No entanto, Ron Edwards, um antigo funcionário do EEOC que liderou a iniciativa, disse que a agência planeava realmente utilizar os dados adicionais – que seriam recolhidos e analisados electronicamente – para resolver as queixas de forma mais eficiente.
Alexander também introduziu a Lei de Reforma do EEOC, o que teria impedido a agência de recolher dados sobre pagamentos até reduzir o seu atraso em cerca de 90 por cento. Embora a lei não tivesse tido êxito, teve mais sorte com a OMB, que em 2017 manteve a recolha de dados da EEOC. Essa decisão foi anulada em Março deste ano, na sequência de uma acção judicial do Centro Nacional de Direito das Mulheres e do Conselho do Trabalho para o Progresso da América Latina. O Departamento de Justiça apresentou um recurso.

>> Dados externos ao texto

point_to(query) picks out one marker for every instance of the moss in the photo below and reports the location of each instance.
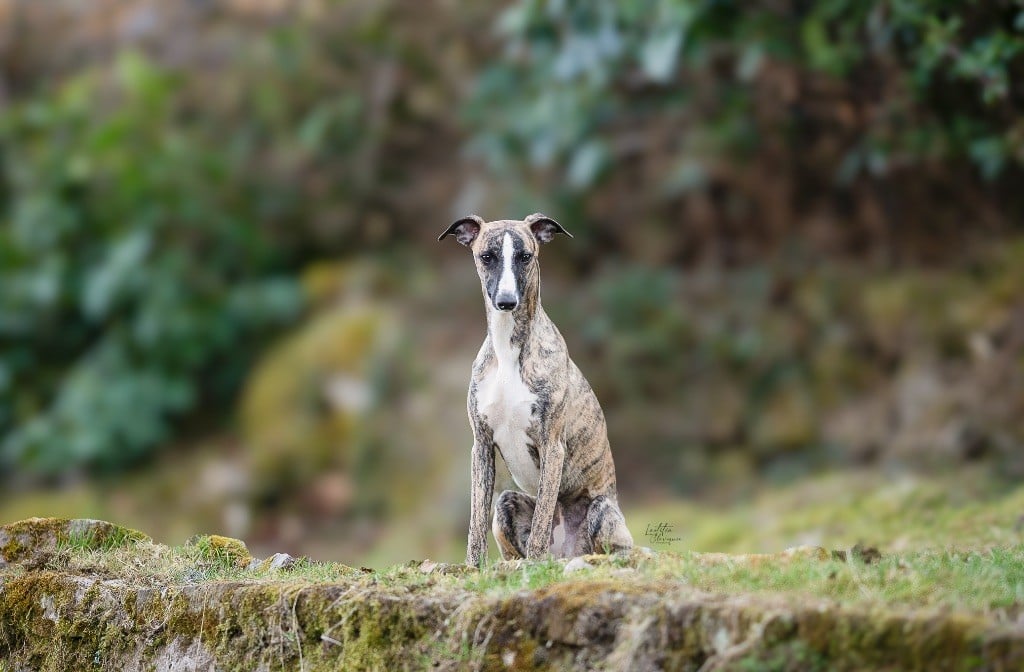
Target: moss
(640, 611)
(35, 541)
(221, 550)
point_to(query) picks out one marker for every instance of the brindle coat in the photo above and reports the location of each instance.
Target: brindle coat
(528, 400)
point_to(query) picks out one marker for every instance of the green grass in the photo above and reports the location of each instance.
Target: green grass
(967, 510)
(947, 544)
(988, 581)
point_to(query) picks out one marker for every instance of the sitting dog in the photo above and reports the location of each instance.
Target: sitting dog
(528, 400)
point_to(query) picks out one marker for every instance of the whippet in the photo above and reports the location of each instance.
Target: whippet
(528, 400)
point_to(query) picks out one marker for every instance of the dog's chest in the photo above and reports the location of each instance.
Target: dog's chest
(506, 405)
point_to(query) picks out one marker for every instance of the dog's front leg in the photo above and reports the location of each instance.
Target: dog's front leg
(552, 458)
(482, 474)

O último ciclo eleitoral, Alexander recebeu mais de 7 milhões de dólares em contribuições de interesses empresariais – 130 vezes mais do que recebeu de grupos trabalhistas. Alexander, que disse que não procurará reeleição no próximo ano, não respondeu a múltiplos pedidos de comentários.
Edwards, que trabalhou na EEOC durante quase 40 anos, sabia que a informação salarial seria uma ferramenta poderosa para corrigir a discriminação – e que os empregadores não a queriam entregar.

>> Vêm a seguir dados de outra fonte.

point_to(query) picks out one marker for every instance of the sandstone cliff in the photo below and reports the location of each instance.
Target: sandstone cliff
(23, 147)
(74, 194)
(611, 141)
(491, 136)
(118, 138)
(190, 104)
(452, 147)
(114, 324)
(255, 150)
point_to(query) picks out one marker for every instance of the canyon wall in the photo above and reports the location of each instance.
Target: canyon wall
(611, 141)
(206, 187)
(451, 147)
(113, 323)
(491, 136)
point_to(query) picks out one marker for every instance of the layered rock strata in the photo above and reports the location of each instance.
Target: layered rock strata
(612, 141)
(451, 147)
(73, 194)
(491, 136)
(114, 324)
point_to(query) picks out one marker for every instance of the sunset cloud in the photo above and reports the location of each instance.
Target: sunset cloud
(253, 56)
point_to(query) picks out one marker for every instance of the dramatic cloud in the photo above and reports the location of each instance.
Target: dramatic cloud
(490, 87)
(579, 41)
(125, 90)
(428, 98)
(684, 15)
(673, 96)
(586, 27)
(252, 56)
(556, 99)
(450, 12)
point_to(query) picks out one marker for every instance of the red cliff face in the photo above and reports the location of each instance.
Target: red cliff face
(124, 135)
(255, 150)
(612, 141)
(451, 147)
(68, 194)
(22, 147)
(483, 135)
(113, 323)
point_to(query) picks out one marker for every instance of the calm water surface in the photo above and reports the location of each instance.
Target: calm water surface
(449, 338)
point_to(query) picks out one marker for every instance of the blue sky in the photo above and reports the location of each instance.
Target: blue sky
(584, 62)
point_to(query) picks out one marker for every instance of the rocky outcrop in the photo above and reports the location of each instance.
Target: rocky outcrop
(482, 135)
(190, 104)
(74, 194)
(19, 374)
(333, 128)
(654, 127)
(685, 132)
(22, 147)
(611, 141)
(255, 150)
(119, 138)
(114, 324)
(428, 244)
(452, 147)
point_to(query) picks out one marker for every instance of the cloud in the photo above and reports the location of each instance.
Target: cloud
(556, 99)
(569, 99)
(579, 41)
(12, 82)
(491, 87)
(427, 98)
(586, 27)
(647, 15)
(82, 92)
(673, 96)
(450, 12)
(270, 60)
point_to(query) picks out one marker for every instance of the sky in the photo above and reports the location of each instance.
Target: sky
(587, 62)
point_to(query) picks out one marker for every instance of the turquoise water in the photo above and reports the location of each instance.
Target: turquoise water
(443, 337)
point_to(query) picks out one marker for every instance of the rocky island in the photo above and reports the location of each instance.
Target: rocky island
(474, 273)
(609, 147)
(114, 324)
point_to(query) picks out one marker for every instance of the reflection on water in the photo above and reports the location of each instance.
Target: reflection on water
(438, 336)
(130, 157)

“O verdadeiro cerne do emprego é a remuneração”, disse Edwards, que se reformou em 2017. “Se recolhermos os dados salariais, ficamos com uma melhor noção de como as pessoas estão a ser tratadas”.
Nos últimos meses, os Democratas introduziram projectos de lei, em alguns casos co-patrocinados por um punhado de republicanos, para reforçar a aplicação da lei em matéria de discriminação, incluindo medidas para abordar as disparidades salariais entre géneros, melhorar a protecção dos trabalhadores LGBTQ e proibir acordos de não-divulgação em casos de assédio no local de trabalho.
Nenhum foi aprovado.
O economista do trabalho William Spriggs não se surpreende com isso ou com as restrições de financiamento que afectam as hipóteses de ajuda dos trabalhadores na EEOC. O tratamento da discriminação no emprego e dos direitos dos trabalhadores pelo Congresso, disse ele, é par para o curso nos EUA
“Há uma tendência na sociedade para pensar na lei laboral como lixo ou algo parecido”, disse ele. “Eles não pensam nisso como uma verdadeira violação”.